More than a dozen officers and soldiers interviewed recently complained about the quality of information they've been given.

"The initial intelligence we got was old, and the target folders are designed more for internal analysis than site exploitation," said Col. Tim Madere, the senior officer for unconventional weapons with the Army's V Corps.

Col. John Connell, who will oversee the survey teams under the new setup, said the task force will "bring in people with the background to attack sites more comprehensively."

The original teams weren't designed to carry out the kind of detective work that U.N. inspectors mastered over their years in Iraq, mostly because military planners were convinced such weapons would be easily found once Saddam was gone.

But the sites expected to yield the greatest finds came up dry.

Last week, one team began interviewing nuclear physicists in their Baghdad homes. Norris' team is questioning neighbors who lived near intelligence installations. And Harrington asked his team to develop questions for site managers and other Iraqis they come across.

On Friday, Harrington's team hauled equipment aboard two Black Hawk helicopters and flew for 2½ hours across western Iraq to a suspected storage facility 250 miles from Baghdad.

An undated satellite image of the site showed seven buildings along the edge of an abandoned stone quarry called Rutbah, which U.N. inspectors had visited.

When Harrington's team arrived, they found only three structures on the dusty property, including a shed and a small shack.

Bags of mustard-colored sand were piled against the shed's back wall. "Oh, here's the yellowcake," one British soldier on the team joked, referring to a powdered form of uranium used in producing nuclear weapons.

Humor and camaraderie among team members helps ease the pressures from hunting for weapons of mass destruction with the world watching. It's also a way to keep spirits up in the blistering heat that bakes soldiers day and night.

After only 30 minutes at Rutbah, Harrington deemed it a "dry hole." But on a tip from the 3rd Armored Calvary Regiment patrolling the area, he took his team to what had been described as a "suspicious-looking town."

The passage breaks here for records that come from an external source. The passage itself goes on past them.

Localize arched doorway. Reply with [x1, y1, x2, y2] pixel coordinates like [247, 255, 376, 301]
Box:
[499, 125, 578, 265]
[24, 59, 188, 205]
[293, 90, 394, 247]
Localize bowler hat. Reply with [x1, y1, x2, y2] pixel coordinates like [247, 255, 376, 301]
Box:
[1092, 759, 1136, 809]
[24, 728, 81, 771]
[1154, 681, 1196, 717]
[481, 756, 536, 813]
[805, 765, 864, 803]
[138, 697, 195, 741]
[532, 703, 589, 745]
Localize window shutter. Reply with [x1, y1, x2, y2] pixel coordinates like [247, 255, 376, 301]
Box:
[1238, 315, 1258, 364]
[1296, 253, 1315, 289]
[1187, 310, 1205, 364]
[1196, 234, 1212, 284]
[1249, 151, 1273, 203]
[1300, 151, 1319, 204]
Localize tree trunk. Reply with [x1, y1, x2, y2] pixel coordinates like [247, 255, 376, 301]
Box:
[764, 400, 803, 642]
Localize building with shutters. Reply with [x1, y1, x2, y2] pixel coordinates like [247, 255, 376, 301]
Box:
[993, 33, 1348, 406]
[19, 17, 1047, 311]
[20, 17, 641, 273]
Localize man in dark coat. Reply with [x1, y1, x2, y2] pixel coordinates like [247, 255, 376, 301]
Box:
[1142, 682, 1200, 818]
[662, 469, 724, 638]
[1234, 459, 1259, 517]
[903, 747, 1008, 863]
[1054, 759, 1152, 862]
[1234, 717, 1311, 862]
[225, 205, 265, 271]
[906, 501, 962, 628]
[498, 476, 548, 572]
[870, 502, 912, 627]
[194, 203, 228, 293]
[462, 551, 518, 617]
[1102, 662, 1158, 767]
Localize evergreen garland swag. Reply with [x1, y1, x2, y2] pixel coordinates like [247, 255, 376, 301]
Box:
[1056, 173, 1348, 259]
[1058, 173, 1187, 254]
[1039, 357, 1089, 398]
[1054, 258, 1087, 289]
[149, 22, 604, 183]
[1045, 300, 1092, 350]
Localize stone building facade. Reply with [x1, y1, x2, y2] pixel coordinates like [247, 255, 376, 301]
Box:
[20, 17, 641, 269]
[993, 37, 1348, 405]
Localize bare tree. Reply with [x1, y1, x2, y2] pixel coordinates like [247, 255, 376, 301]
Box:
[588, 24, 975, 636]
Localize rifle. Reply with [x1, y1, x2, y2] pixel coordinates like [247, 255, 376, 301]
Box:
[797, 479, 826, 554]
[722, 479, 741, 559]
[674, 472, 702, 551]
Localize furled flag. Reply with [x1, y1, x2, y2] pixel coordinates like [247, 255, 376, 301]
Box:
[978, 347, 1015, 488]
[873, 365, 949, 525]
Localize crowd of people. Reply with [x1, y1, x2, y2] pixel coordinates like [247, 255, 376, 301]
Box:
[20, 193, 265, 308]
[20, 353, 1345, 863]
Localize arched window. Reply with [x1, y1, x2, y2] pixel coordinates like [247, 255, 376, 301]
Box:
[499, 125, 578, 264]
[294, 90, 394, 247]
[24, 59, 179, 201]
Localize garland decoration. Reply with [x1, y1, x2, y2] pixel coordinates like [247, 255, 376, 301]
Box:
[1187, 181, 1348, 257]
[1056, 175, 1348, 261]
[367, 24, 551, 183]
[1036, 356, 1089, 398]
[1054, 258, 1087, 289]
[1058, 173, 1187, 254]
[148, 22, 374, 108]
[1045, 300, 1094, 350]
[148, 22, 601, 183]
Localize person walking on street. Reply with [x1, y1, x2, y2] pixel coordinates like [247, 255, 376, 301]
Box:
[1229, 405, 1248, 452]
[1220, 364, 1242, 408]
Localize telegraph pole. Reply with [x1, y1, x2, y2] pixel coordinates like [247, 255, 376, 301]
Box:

It turned out to be a farm recently taken over by a family of shepherds. Harrington talked with the head of the household, then viewed his sheep pen, an untended field of lavender and several mangy dogs.

An hour later, his team was back on the helicopters and headed to Baghdad. It had nothing to report.

The problem was familiar to Madere, who has worked with all the search teams.

"We're trying to make the case to the higher-ups that we need more specifics," he said.